Dengungan yang membuat ngilu berkumandang di kanan kiri pemuda itu. Kelopak mata yang tadinya lengket dan rapat akhirnya bisa terbuka perlahan. Pemuda itu mengangkat tangan kanannya terlebih dahulu. Ribuan luka lecet dan kulit terkoyak-koyak di seluruh tangan hingga lengan. Rasa nyeri dan pedih berhasil membangunkannya. Zea kembali membutuhkan waktu untuk menerima bahwa dirinya baru saja melakukan pertarungan hidup dan mati. Dia selamat, dengan kerusakan luar dan dalam.

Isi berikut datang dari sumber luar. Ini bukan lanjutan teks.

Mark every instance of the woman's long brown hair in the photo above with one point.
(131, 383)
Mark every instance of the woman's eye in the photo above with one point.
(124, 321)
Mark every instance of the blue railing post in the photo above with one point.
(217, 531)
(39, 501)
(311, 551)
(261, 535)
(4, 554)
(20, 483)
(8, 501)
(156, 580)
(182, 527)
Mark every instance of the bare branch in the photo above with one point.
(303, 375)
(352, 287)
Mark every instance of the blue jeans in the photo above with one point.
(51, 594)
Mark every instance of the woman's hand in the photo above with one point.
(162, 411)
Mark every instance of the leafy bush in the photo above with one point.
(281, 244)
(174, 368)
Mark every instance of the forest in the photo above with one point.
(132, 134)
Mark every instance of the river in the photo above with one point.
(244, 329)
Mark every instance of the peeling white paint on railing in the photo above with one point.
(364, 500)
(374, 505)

Zea merasakan darah mengaliri di dahinya. Rasa sakit itu meningkat hingga pandangannya menjadi hitam kembali, meski pemuda itu yakin sekali matanya masih terbuka. Berangsur-angsur kegelapan itu digantikan dengan pemandangan yang kabur, kemudian terlihat dinding-dinding kumuh yang catnya terkelupas di mana-mana, dengan seorang gadis yang duduk sambil memeluk kedua lututnya.

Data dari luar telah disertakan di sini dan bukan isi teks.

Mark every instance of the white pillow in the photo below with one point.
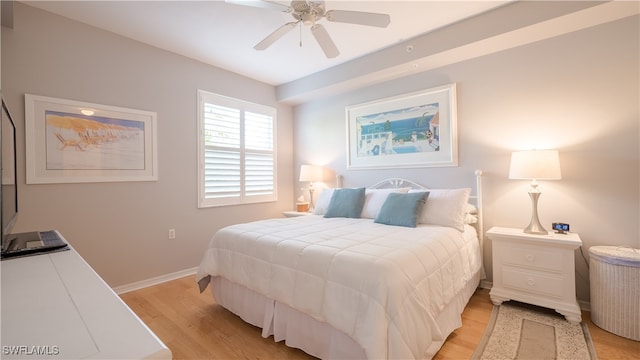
(373, 200)
(322, 202)
(445, 207)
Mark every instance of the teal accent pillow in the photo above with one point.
(402, 209)
(346, 203)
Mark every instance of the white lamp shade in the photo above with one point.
(535, 164)
(311, 173)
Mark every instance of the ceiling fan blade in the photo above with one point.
(274, 36)
(359, 17)
(265, 4)
(324, 40)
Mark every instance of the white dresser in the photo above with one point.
(535, 269)
(55, 306)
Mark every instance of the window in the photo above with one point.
(236, 150)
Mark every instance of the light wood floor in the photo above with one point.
(193, 326)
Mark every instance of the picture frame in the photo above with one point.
(70, 141)
(412, 130)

Menyadari ada gerakan halus dari tubuh Zea yang terbaring lemas di pinggir ruangan, Ann melompat dari posisi duduknya, tergesa-gesa menyeberangi ruangan. Dipenuhi luapan kelegaan, Ann yang lupa diri langsung memeluk pemuda yang susah payah bangkit itu. Isak pelan terlontar dari mulutnya, membuat dadanya bergetar. Dia merebahkan kepala ke bahu Zea dan membiarkan dirinya tenggelam dalam lautan air mata.

"Syukurlah ... kukira, aku akan melihatmu ... dalam sosok tak tembus pandang," ucap Ann tersendat-sendat akibat saluran pernapasanya yang tersumbat.

Zea merasakan kehangatan di bahunya yang basah, seketika menjalar ke seluruh tubuhnya yang dingin. Dia pun terkekeh-kekeh karenanya. "Siapa juga yang mau ketemu sama kamu pas mati? Lebih baik aku cepat-cepat pergi ke surga biar bisa ketemu dengan bidadari impianku."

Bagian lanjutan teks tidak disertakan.